China has cautioned its peers against any hasty implementation of safeguard mechanisms to restrict its booming textile exports, warning such measures would run counter to free trade principles. Following the end of quotas regulating the global apparel trade, Chinese textile exports to the United States in January jumped 65 percent, highlighting concerns China would benefit most from the end of the quota system.
Similarly, to Germany, the European Union's biggest buyer of Chinese textiles, exports rose 46 percent, part of a total gain of 28 percent in the month as China built on increases of over 35 percent in both 2003 and 2004.
The spike in exports has already resulted in calls from Brussels and Washington for "safeguard" mechanisms, which under World Trade Organisation (WTO) rules would allow for new limits on specific Chinese goods.
"The reason that they removed the quotas on January 1 was so that trade can be freer so to go back and put more restrictions on trade is going against the free trade that everyone wants," Sun Huaibin, spokesman for the China National Textile Council, told AFP.
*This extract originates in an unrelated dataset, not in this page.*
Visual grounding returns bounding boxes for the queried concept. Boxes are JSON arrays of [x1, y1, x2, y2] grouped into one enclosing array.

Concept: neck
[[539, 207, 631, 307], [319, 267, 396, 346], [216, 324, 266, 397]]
"You have to look at the overall trends; you can't implement new quotas just months after lifting them."
China's products are competitive on the world market as they offer good value to consumers, Sun said, so based on this principle they should continue to enjoy access to global markets under WTO rules.
China, which is concerned about creating jobs for its 1.3 billion people, has also taken measures - such as a recently implemented export tax and new regulations on issuing export permits - in an effort to ensure that no destabilising surges in Chinese exports hit global markets, he said.
In his address to parliament on March 5, Premier Wen Jiabao set China's total export growth target for 2005 at 15 percent, apparently reflecting concerns from the US and EU over the expected increase in textile exports.
The January 1 lifting of import quotas with the ending of the 1974 Multi-Fiber Arrangement (MFA) had been expected to produce a sharp increase in textile exports from powerhouses China and India at the expense of smaller producers in developing countries such as Bangladesh, Cambodia and Vietnam. Both the EU and the US have also voiced concerns over job losses in their own textile industries.
US textile and apparel makers called Friday for action by Washington to stem Chinese imports, saying American industries were being devastated by the lifting of quotas.
"China is more and more becoming a market economy; now the EU and the US want to turn this around and go back to government intervention," Dean Spinanger, senior fellow at Germany's Kiel Institute for World Economics, told AFP.
"The WTO is for freer trade, certainly in principle. For the EU and the United States to immediately step on the brakes to stop the flow of Chinese exports is abominable," he said.
Besides imposing new import quotas on Chinese textiles, the EU and the US would also likely slap "anti-dumping measures" or import restrictions on Chinese products that are deemed to be "dumped" in other trading partner markets at prices below cost, he said.
However, any safeguard mechanisms will not be totally successful in protecting jobs in Europe and the United States as production could move to other South-eastern Asian countries if new limits are put in place, he added.
"This problem is not a new problem but a part of an overall market process," said Lu Tong, a researcher at the International Economy and Organisation Research Institute of the China Academy of Social Sciences.
"The Chinese government is watching this closely but Chinese textiles are very competitive on the global market, so the government is not going to take any measures interfering with this."